Judges want to keep kids making baseless school threats out of detention

As police are charging more students in a series of school threats throughout central Ohio, judges in the juvenile court system say they will try to keep the young offenders out of detention. (WSYX/WTTE)

As police are charging more students in a series of school threats throughout central Ohio, judges in the juvenile court system say they will try to keep the young offenders out of detention.

"They may just think I'm making a phone call," said Franklin County Juvenile Court Judge Terri Jamison to ABC 6/FOX 28. "We'll get out of school for the day."

Already this week, police in Groveport arrested a 14-year-old student after they say he posted images of guns on Instagram and threatened other students not to go to class on Tuesday.
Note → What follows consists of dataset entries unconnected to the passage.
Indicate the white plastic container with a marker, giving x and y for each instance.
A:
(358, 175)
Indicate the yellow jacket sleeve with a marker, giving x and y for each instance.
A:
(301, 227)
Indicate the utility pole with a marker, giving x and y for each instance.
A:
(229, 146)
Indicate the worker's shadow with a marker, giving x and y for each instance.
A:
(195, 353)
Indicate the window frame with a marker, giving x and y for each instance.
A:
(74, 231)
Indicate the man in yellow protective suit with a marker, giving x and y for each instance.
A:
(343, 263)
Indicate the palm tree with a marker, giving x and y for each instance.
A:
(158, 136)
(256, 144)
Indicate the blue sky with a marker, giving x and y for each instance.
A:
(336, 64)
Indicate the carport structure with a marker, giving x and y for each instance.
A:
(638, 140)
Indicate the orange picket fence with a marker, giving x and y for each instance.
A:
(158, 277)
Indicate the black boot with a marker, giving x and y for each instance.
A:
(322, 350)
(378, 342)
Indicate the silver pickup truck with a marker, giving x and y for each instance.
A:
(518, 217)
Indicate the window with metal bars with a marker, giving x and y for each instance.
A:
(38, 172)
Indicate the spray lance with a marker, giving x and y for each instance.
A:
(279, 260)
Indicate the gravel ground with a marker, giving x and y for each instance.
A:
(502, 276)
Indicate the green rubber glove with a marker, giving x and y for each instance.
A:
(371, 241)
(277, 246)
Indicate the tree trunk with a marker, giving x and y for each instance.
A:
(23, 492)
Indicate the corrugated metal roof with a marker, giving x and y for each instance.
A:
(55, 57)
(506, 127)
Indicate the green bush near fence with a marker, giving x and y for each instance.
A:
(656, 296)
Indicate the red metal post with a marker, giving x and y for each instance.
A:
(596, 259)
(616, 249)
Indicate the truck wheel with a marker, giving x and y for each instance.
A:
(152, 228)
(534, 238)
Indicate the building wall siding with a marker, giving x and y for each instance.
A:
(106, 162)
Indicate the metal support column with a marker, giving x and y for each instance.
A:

On Monday, Beechcroft High School senior Deandre Fleming faced a judge. He's accused of posting more threats on Instagram which included the killings of two teachers.

"There seems to be a lot of fantasy around having weapons," said Judge Jamison. That's also the reason why she said these young offenders don't belong behind bars as statistics show they'll continue on with their bad behavior if incarcerated.

Instead, the juvenile courts look into why a child is acting up as their minds are still maturing. Court staff will dissect a child's school record and life at home. A judge is then more inclined to order counseling, involvement in a mentoring program or community service. Judge Jamison knows some parents are calling for stiffer punishments on the "baseless" school threat crimes. However, she said 85% of kids in juvenile detention will never get their diploma or a G.E.D.

"They need their education," Judge Jamison said. "I don't think making examples of kids and putting them into incarceration will be getting the type of results that you want."